London's stage censor (in the person of the Lord Chamberlain, whose power was abolished in 1968) also had strict rules about such subject matter, and banned the play, but since he had no power over a private club, a special theatre club was formed enabling three prohibited plays to be staged in the West End; the others were Tennessee Williams's Cat on a Hot Tin Roof and Arthur Miller's A View from the Bridge.

Anderson's next play, Silent Night, Lonely Night (1959), starring Henry Fonda, was not a success, but a collection of four one-act plays, You Know I Can't Hear You When the Water's Running (1967) ran for over 700 performances, and was seen in London, starring Tom Ewell. The following year Anderson wrote I Never Sang for My Father, a powerfully moving tale of an anguished father-son relationship which was turned into a memorable film in 1970, with Gene Hackman and Melvyn Douglas in the lead roles. Hackman and Anderson were both Oscar-nominated for their work.

Anderson's screenwriting, mostly adaptations of ambitious novels, was of a consistently high standard. His reworking of James Michener's short story Until They Sail (1957) turned what was basically a soap opera into the compelling saga of four sisters in a New Zealand town during the Second World War, describing how an influx of American servicemen affects their lives. Directed by Robert Wise, with a talented cast which included Jean Simmons, Paul Newman, Joan Fontaine and Piper Laurie, the story of the four girls was skilfully woven, with emphasis placed on the romance between the widowed Simmons and the cynical officer Newman who feels that his men are being exploited by the women.

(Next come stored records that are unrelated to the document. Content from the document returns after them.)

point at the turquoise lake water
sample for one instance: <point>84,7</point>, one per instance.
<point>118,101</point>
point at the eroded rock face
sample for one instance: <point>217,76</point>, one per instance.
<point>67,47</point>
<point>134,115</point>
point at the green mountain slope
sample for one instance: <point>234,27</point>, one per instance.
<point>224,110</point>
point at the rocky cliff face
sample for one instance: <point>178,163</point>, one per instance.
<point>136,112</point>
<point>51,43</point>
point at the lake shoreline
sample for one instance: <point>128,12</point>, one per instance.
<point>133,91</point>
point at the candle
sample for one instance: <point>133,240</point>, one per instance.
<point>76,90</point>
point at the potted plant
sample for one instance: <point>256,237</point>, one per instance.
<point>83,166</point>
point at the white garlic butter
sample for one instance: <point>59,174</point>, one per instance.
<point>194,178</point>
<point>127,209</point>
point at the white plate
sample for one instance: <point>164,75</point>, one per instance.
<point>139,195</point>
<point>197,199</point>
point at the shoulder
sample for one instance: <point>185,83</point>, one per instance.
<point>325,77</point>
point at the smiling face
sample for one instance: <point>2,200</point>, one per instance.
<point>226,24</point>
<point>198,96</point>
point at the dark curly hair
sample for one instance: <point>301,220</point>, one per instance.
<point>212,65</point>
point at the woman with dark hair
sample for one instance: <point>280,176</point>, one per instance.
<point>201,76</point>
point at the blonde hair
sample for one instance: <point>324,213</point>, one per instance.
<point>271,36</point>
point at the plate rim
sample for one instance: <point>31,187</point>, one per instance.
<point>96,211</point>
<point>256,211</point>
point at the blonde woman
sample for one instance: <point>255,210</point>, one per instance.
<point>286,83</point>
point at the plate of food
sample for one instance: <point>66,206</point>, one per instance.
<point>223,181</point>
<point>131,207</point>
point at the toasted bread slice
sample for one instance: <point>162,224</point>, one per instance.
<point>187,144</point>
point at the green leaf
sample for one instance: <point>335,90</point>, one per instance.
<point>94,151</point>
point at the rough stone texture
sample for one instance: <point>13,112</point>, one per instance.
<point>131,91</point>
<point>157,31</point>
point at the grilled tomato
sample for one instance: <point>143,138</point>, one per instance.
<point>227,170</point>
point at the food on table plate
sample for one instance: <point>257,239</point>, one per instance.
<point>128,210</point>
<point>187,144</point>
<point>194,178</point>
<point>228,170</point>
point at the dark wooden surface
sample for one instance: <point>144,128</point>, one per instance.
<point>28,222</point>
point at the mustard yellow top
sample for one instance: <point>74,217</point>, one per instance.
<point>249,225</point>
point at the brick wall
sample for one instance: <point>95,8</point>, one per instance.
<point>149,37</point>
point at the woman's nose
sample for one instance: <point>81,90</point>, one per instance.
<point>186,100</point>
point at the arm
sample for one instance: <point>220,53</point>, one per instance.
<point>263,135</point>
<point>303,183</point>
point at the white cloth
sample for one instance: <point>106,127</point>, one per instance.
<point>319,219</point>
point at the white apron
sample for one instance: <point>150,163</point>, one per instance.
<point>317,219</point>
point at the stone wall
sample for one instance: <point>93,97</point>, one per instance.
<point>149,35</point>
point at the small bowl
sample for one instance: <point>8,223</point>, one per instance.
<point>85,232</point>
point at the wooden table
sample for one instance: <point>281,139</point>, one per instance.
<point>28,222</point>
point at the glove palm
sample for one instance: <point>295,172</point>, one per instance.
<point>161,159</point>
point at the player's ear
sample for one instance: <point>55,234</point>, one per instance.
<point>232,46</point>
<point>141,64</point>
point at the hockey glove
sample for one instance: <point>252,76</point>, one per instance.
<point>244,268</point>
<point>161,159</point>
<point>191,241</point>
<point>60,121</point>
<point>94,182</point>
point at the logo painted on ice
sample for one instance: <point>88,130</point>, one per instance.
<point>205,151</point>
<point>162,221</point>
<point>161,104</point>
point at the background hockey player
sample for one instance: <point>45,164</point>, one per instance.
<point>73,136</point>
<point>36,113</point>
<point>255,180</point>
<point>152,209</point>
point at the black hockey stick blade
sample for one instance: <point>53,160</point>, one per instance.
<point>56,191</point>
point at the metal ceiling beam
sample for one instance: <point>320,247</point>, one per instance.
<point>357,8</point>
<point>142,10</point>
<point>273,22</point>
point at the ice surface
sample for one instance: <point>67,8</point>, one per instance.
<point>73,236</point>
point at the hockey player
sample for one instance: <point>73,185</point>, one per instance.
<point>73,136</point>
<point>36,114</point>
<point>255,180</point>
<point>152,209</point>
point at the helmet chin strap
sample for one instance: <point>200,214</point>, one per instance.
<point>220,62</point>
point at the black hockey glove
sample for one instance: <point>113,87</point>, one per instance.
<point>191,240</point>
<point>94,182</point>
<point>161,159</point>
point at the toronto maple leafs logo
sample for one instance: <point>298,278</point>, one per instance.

Anderson's next film (1959), based on Kathryn C. Hulme's autobiographical novel, The Nun's Story, was another finely crafted and sincere work which won him an Oscar nomination for best adapted screenplay. In 1966 he worked with Robert Wise again on the epic drama The Sand Pebbles, starring Steve McQueen. Adapted from Richard McKenna's novel, it focused on a little-known episode of American foreign involvement when US gunboats cruised China's Yangtze River in the Twenties. Anderson's handling of this weighty material was lauded for its intelligence and its authenticity, the dialogue faithful to the time in which the film was set.

Anderson later started writing novels, including After (1973) and Getting Up and Going Home (1978), and he wrote many television scripts. He expressed annoyance with much modern theatre, stating that "I'm tired of theatricalism for theatricalism's sake, where everything is moving around on stage, but nothing moves an audience."

For many years he had a country home near his friend Arthur Miller. "Arthur has never acknowledged the fact that I've ever written a play," he said. "We don't talk about plays when we're together. We talk about tennis." His first wife died in 1956, after which he married the actress Teresa Wright. Though they divorced in 1978 they remained close friends and Wright, who died in 2005, always talked warmly about him.

Robert Woodruff Anderson, writer: born New York 28 April 1917; married 1940 Phyllis Stohl (died 1956), 1959 Teresa Wright (marriage dissolved 1978, died 2005); died New York 9 February 2009.